Rei (Agonizando) - Meu reino por um brocolito...
Tesudetta - Por Deus, meu pai agoniza!
Arlindorlandus (Agonizando) - Tudo daria por uma trulheta...
Tesudetta - Vede o lamentável estado em que se encontra Arlindorlandus!
Conselheiro do Rei - É inútil prosseguir com vossas súplicas, Tesudetta (Toda a cena se ilumina)
Conselheiro do Príncipe - Deles não obtereis a salvadora dica.
Tesudetta - E por que não?
Conselheiro do Rei - Porque vossa história não os comoveu.
Conselheiro do Príncipe - E nem convosco se identificaram.
Conselheiro do Rei - E quando a platéia não estabelece com a protagonista a indispensável empatia...
Conselheiro do Príncipe - Narrativa e cena vão ambas pro caralho!
Conselheiro do Rei - Assim, que o pano se feche e as luzes se apaguem!
Conselheiro do Príncipe - E para as coxias marchemos conscientes do próprio fracasso!
Tesudetta - Pois daqui não saio até que um conselho receba!
Conselheiro do Rei - Aceitai a derrota, ninfa pervertida!
Conselheiro do Príncipe - E permiti que a humildade de vosso ser se aposse!
Tesudetta - Poupai meus ouvidos de tão estéril cantilena! Já disse e repito: deste palco só saio quando algum deles se pronunciar!
Conselheiro do Rei - Se assim é, preparai-vos para uma longa agonia...
Conselheiro do Príncipe - Em tudo semelhante à que o destino reservou a vosso pai e a meu senhor...
Conselheiro do Rei - Pois no fundo, assim como no raso, não passais de almas gêmeas...
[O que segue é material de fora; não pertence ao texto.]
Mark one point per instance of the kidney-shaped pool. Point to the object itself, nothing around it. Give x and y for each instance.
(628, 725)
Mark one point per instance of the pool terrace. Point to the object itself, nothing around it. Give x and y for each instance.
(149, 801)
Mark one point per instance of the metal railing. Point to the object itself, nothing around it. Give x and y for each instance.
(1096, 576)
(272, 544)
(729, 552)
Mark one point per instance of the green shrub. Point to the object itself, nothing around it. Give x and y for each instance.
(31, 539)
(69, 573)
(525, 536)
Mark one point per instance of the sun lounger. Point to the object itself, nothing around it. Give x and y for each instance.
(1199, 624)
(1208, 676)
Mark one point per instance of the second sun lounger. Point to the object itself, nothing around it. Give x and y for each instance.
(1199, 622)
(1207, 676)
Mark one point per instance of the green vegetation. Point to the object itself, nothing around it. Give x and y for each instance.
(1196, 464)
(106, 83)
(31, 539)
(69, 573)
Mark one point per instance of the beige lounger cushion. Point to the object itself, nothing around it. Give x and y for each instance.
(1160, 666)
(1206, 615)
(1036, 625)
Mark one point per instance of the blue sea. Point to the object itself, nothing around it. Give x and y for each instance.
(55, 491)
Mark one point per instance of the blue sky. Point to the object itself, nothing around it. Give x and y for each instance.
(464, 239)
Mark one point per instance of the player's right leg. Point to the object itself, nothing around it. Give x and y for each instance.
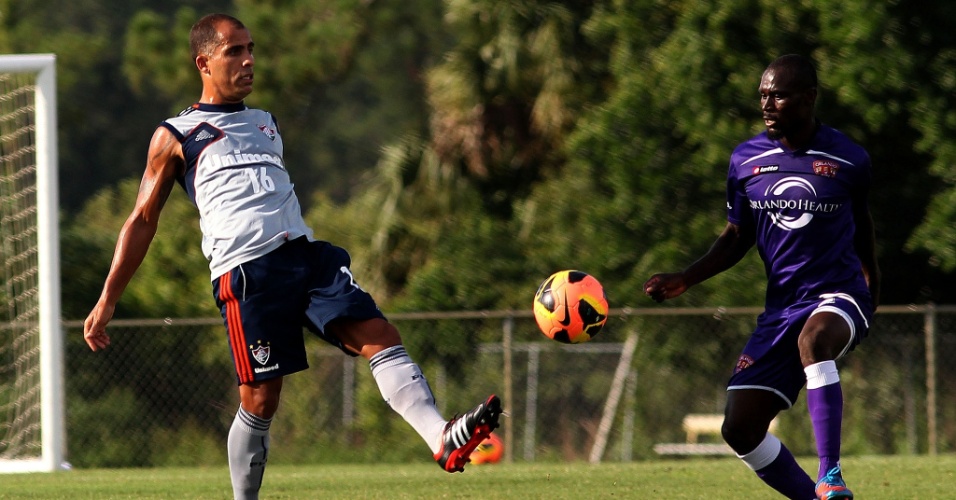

Conselheiro do Príncipe - Todas padecendo do mesmo e pavoroso pecado.
Tesudetta - E qual seria ele, se não vos importais de m’o dizê-lo?
Conselheiros - A soberba!!! (Acorde dramático. Tesudetta tomba no chão, vítima de soberbo enfarte, ao mesmo tempo em que o Rei e Arlindorlandus exalam o último suspiro. Após constatarem a tripla morte, os Conselheiros vão saindo de cena, cada qual por um lado, lentamente, enquanto as luzes caem em resistência)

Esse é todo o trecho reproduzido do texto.